阅读下面这篇短文,短文后列出7个句子,请根据短文的内容对每个句子做出判断。 Energy for living things We have
seen that all living things must take in and use energy to maintain their
bodies, to grow, to obtain more energy, and to reproduce. Since the
evolutionarily successful individual is one that leaves descendants in future
generations, natural selection favours those individuals that can channel the
most energy into producing offspring. The use of energy in other activities such
as feeding, fighting, or growing is selectively advantageous only so far as
these activities result in the organism’s accumulating more energy to produce
offspring. Each individual has an energy income—all of the
energy that it acquires during its lifetime. It also has an energy budget, its
allotment of different amounts of energy to various activities.
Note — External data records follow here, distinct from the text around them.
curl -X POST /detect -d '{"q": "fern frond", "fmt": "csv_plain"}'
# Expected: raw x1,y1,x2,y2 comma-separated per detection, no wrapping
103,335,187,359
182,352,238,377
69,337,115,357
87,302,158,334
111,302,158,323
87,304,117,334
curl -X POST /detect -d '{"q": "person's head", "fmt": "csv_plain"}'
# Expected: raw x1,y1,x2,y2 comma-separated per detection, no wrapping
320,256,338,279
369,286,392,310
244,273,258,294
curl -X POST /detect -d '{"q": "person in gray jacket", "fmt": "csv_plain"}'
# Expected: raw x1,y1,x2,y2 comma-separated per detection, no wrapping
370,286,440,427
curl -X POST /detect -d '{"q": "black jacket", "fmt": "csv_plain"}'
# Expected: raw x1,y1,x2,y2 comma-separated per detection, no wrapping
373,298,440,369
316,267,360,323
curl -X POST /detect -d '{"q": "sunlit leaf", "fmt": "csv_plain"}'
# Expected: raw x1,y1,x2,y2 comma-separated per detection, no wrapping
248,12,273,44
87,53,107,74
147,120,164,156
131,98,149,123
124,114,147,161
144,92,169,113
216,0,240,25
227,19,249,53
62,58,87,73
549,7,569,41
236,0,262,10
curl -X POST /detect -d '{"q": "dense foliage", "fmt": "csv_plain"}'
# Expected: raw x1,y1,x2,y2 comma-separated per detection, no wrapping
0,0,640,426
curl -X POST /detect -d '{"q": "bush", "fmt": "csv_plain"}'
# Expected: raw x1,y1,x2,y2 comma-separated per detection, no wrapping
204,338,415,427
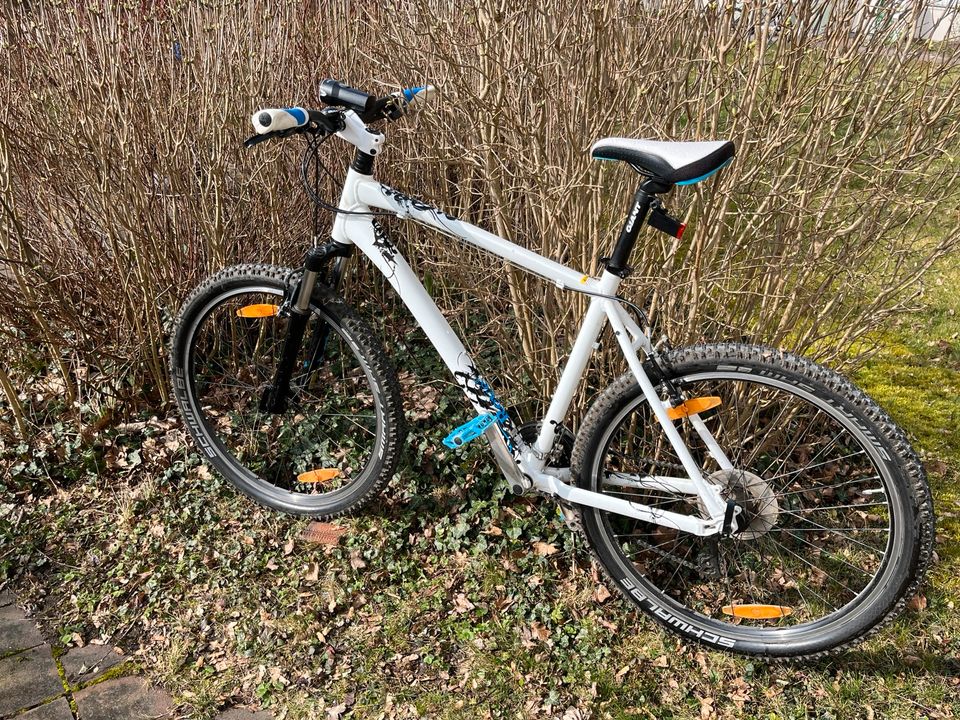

The most
evolutionarily successful organisms are those which are most effective in
conversion of energy to offspring. This does not mean that organisms use all
their energy directly to produce offspring. For example, suppose that a tree
converts some of its energy into growing a large root system, the energy thus
spent cannot be used to produce offspring. Its large root system may enable the
tree to obtain a great deal of water and minerals from the soil and so to
produce more leaves, another diversion of energy away from the production of
offspring. However, all of the leaves that the tree produces may then enable the
tree to synthesize more food than it would have otherwise, and so allow it to
make up for some of its previous energy expenditure by producing more offspring
in the end. Thus organisms make energy investment which may ultimately yield
energy gains that can be reinvested in the production of offspring. Sometimes
these investments will turn out to be selectively disadvantageous because they
postpone production of offspring. If the organism meets an early death, it will
never get a chance to reproduce. So any item in an organism’s energy budget must
have the potential to produce an ultimate productive gain that is equal to the
risks involved in diverting energy away from the immediate production of
offspring. Sometimes the investment of energy can be disadvantageous to organisms.